In [9]: with gw.open(
   ...:     [
   ...:         l8_224077_20200518_B2, l8_224078_20200518_B2
   ...:     ],
   ...:     mosaic=True
   ...: ) as src:
   ...:     print(src)
   ...: 
<xarray.DataArray (band: 1, y: 1515, x: 2006)> Size: 24MB
dask.array<where, shape=(1, 1515, 2006), dtype=float64, chunksize=(1, 256, 256), chunktype=numpy.ndarray>
Coordinates:
  * band     (band) int64 8B 1
  * x        (x) float64 16kB 6.94e+05 6.94e+05 ... 7.541e+05 7.542e+05
  * y        (y) float64 12kB -2.767e+06 -2.767e+06 ... -2.812e+06 -2.812e+06
Attributes: (12/13)
    transform:           (30.0, 0.0, 694005.0, 0.0, -30.0, -2766615.0)
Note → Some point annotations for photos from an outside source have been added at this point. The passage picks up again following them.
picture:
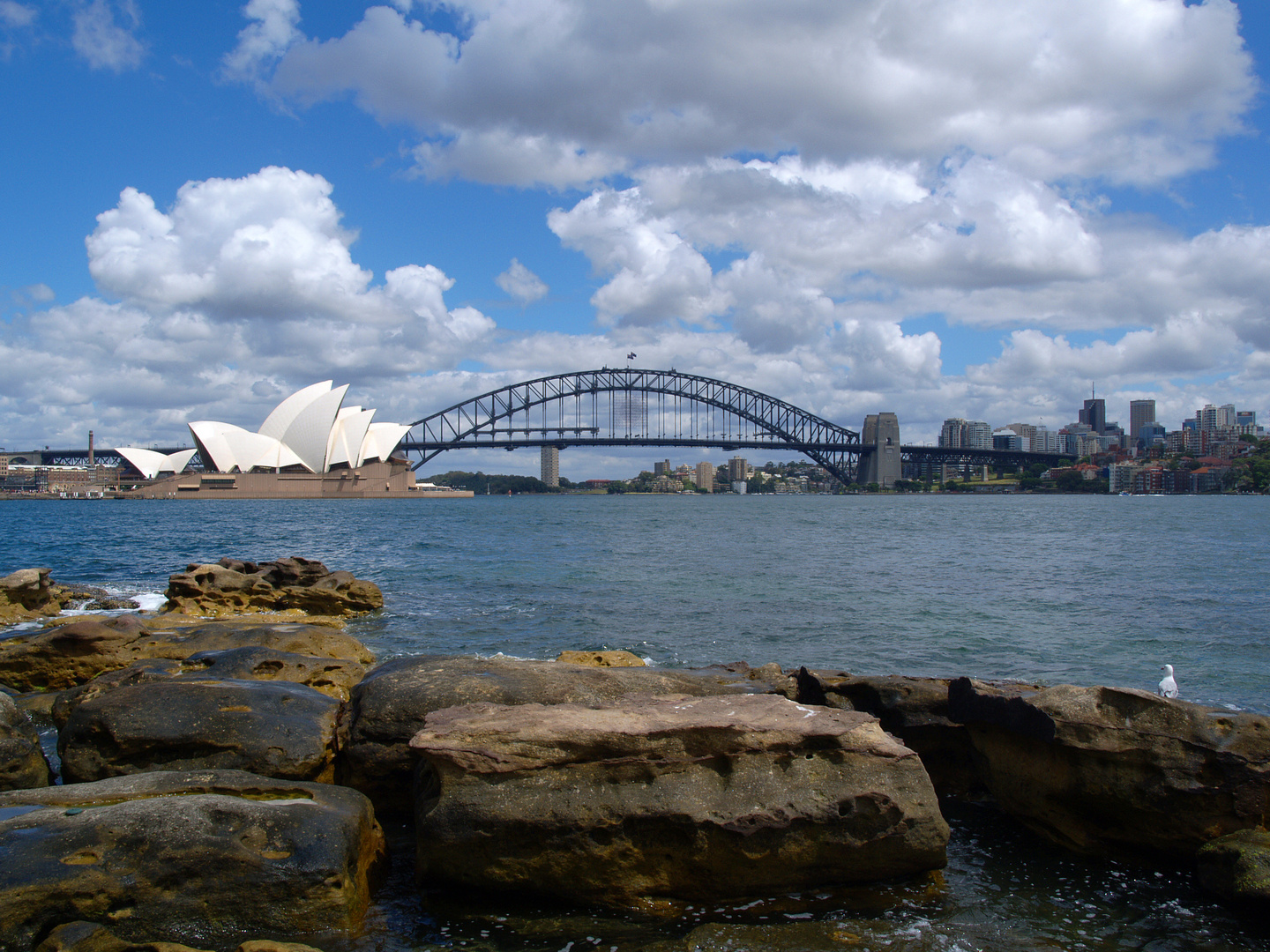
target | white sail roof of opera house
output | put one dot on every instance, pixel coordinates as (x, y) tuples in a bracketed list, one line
[(150, 462), (310, 428)]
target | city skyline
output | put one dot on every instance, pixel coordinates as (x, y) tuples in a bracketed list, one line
[(211, 206)]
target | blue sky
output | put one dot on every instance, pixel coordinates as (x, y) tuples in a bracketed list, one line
[(943, 208)]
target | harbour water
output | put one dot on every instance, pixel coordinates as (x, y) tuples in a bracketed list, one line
[(1047, 589)]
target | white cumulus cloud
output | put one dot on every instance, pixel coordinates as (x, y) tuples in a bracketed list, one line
[(521, 283), (1136, 90), (106, 34)]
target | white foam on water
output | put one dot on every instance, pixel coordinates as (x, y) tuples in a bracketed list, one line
[(149, 600)]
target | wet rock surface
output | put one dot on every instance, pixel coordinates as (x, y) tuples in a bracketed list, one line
[(1116, 770), (192, 857), (273, 729), (93, 937), (915, 710), (333, 677), (698, 798), (234, 585), (389, 707), (1237, 867), (29, 593), (72, 654), (602, 659), (22, 762)]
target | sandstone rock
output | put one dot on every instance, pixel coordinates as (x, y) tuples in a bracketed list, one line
[(234, 587), (28, 593), (333, 677), (1116, 770), (92, 937), (695, 799), (602, 659), (915, 710), (72, 654), (201, 857), (1237, 867), (22, 761), (273, 729), (389, 707)]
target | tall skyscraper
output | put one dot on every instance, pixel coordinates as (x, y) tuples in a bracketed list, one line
[(1095, 414), (1139, 412), (551, 466)]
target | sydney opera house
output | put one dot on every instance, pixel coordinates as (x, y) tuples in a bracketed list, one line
[(310, 446)]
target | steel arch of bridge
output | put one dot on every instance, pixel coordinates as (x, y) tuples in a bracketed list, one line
[(611, 406)]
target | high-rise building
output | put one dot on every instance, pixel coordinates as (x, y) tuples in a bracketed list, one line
[(551, 466), (952, 432), (1139, 412), (705, 476), (1206, 419), (1151, 433), (1095, 414), (978, 435)]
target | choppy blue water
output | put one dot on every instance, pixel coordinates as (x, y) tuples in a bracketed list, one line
[(1050, 589), (1053, 589)]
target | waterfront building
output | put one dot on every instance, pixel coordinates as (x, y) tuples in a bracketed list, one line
[(551, 466), (1009, 439), (150, 462), (1140, 412), (978, 435), (1151, 433), (310, 430), (705, 476), (1120, 478), (959, 433), (1047, 441), (952, 432), (1095, 414)]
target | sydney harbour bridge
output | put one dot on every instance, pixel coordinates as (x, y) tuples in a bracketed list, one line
[(624, 406)]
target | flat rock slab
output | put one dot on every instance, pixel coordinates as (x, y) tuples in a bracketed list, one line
[(333, 677), (390, 704), (273, 729), (22, 761), (915, 710), (72, 654), (193, 857), (92, 937), (686, 798), (1116, 770)]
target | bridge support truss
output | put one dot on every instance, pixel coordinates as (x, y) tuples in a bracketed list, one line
[(628, 406)]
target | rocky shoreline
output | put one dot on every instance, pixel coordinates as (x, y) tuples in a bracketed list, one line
[(222, 766)]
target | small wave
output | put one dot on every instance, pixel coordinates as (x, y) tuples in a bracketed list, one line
[(150, 600)]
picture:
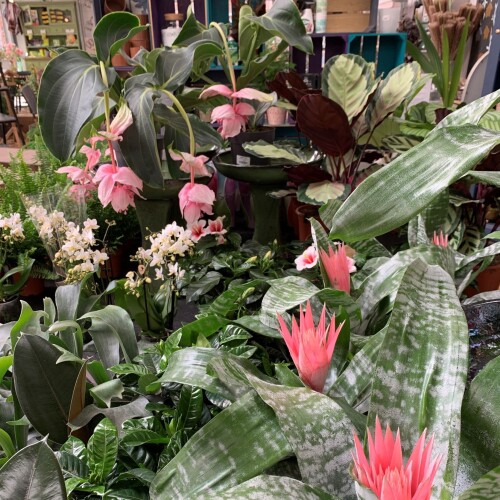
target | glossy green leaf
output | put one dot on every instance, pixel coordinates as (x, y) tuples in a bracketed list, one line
[(418, 176), (348, 80), (271, 488), (213, 460), (420, 376), (112, 331), (319, 433), (102, 450), (43, 387), (66, 99), (112, 31), (32, 473), (486, 488)]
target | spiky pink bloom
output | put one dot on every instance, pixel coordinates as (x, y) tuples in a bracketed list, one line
[(196, 164), (386, 475), (338, 267), (118, 186), (440, 239), (308, 259), (233, 118), (311, 347), (194, 200)]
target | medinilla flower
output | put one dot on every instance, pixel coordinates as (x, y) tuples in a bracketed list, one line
[(311, 347), (384, 472), (233, 118), (118, 186), (308, 259), (338, 267), (440, 239)]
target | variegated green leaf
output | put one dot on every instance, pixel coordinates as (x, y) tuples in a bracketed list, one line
[(487, 488), (422, 365), (376, 206), (271, 488), (471, 113), (239, 443), (318, 431), (348, 80)]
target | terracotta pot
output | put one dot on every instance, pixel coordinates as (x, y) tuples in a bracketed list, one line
[(276, 116), (10, 310)]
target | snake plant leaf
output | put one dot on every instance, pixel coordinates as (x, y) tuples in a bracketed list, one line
[(469, 114), (349, 80), (270, 488), (213, 460), (32, 473), (422, 366), (486, 488), (319, 433), (139, 140), (43, 387), (69, 85), (418, 176), (112, 31), (102, 450)]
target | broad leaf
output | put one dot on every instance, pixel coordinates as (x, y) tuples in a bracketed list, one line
[(102, 450), (422, 365), (32, 473), (43, 387), (348, 80), (418, 176), (319, 433), (213, 460)]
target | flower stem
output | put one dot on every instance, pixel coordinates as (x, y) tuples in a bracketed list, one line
[(228, 55)]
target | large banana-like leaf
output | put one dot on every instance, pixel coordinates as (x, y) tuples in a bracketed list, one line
[(270, 488), (239, 443), (69, 87), (348, 80), (422, 366), (392, 196), (486, 488), (319, 432), (32, 473)]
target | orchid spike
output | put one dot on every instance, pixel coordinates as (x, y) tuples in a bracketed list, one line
[(311, 347), (440, 239), (384, 472), (308, 259), (338, 267)]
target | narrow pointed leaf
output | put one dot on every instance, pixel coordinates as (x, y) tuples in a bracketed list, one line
[(422, 365), (418, 176), (230, 449)]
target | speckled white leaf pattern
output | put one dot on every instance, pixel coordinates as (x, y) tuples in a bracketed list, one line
[(239, 443), (318, 431), (386, 279), (270, 488), (357, 378), (422, 366), (487, 488)]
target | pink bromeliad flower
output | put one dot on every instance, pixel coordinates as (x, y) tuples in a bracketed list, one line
[(311, 347), (338, 267), (118, 186), (190, 163), (384, 472), (195, 199), (440, 239), (233, 118), (307, 259)]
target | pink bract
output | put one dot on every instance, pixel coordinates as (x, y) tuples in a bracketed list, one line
[(311, 347)]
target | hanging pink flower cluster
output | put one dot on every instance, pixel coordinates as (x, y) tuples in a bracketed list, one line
[(198, 199), (114, 184), (233, 118)]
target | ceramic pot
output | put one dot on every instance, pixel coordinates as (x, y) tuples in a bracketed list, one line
[(10, 310)]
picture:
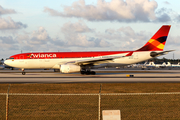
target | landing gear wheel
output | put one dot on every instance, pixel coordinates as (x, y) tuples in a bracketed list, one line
[(23, 73), (83, 72)]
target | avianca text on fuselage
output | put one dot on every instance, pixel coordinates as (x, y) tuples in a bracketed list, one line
[(41, 55)]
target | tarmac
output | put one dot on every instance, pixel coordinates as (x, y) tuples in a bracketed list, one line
[(102, 76)]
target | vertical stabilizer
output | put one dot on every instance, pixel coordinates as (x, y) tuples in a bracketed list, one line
[(158, 41)]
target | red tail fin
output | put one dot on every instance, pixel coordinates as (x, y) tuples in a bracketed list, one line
[(158, 41)]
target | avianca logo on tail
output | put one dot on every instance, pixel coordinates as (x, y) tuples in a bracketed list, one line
[(41, 55)]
    crs:                 32621
    res:                 (30.0, 30.0)
    is_tiled:            1
    nodatavals:          (nan,)
    _FillValue:          nan
    ...                  ...
    offsets:             (0.0,)
    AREA_OR_POINT:       Point
    resampling:          nearest
    geometries:          [<POLYGON ((754185 -2812065, 754185 -2766615, 694005...
    _data_are_separate:  1
    _data_are_stacked:   0

See Raster I/O for more examples illustrating file opening.